The story of Odysseus is a good illustration of nostalgia as it was originally conceived. Odysseus’s epic 10 year journey can be seen as a hero experiencing nostalgia as he struggles to return to the way things were and get back to his home and ultimately his wife in Ithaca.

Current definitions of nostalgia generally follow a sentimental longing for the past, especially in reference to how things used to be better (whether they were or not). Games have now been around for long enough that it’s not uncommon to encounter people thinking romantically about the good old days of gaming, when 20 cents got you three lives and there were no such things as health packs. (Personally, the other week, I found myself wanting to play the classic old arcade game Pengu…)

Nostalgia creeps into our everyday lives without people giving it any thought – the floppy disk icon for the save function in Microsoft Word or the most recent example of nostalgic nonsense of cc’ing someone on twitter when including them in a tweet.

Carbon copying was the technique of using carbon paper to produce one or more copies simultaneously during the creation of paper documents. With the advent of email, the legacy of ‘cc’ was kept and referred to sending someone who was a secondary recipient of an email a copy of the original. With Twitter this isn’t necessary, and yet people insist on ‘cc’ing…

Nostalgia causes ignorance. When you long and constantly think about the past you do not pay attention to what goes on in front of you and you apply old ways of thinking to new questions.
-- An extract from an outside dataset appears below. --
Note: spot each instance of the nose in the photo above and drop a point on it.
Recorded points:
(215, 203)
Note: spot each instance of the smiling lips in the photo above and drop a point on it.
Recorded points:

You do old things in new circumstances. This isn’t to say we should ignore the past. We learn from others and become well-versed in the literature, but we see further than others because we stand on the shoulders of those who have come before us.

Will we ever overcome the nostalgic yearning for the good old days of education? Maybe. What we can do now though is have an open mind and come to the realisation that everything changes. Celebrate the power of being in the now and have a rational perspective on things. We cannot be dismissive of new ways of learning and new environments. An incredible amount of hubris and arrogance is involved when spending 5 minutes with something and then being dismissive of it. Playing a game for only 5 minutes is like listening to classical music for 5 minutes and then making a judgement – you are not going to be able to understand the nuances or the complexities in that short time frame.

Gaming environments are empowering for the introverts among us. They give introverts a sense of freedom, social agency and confidence that they would not have otherwise. The doubters need to throw away their nostalgic yearnings because many are using this as a way of avoiding the present – and by not thinking about the present, you risk your students’ future.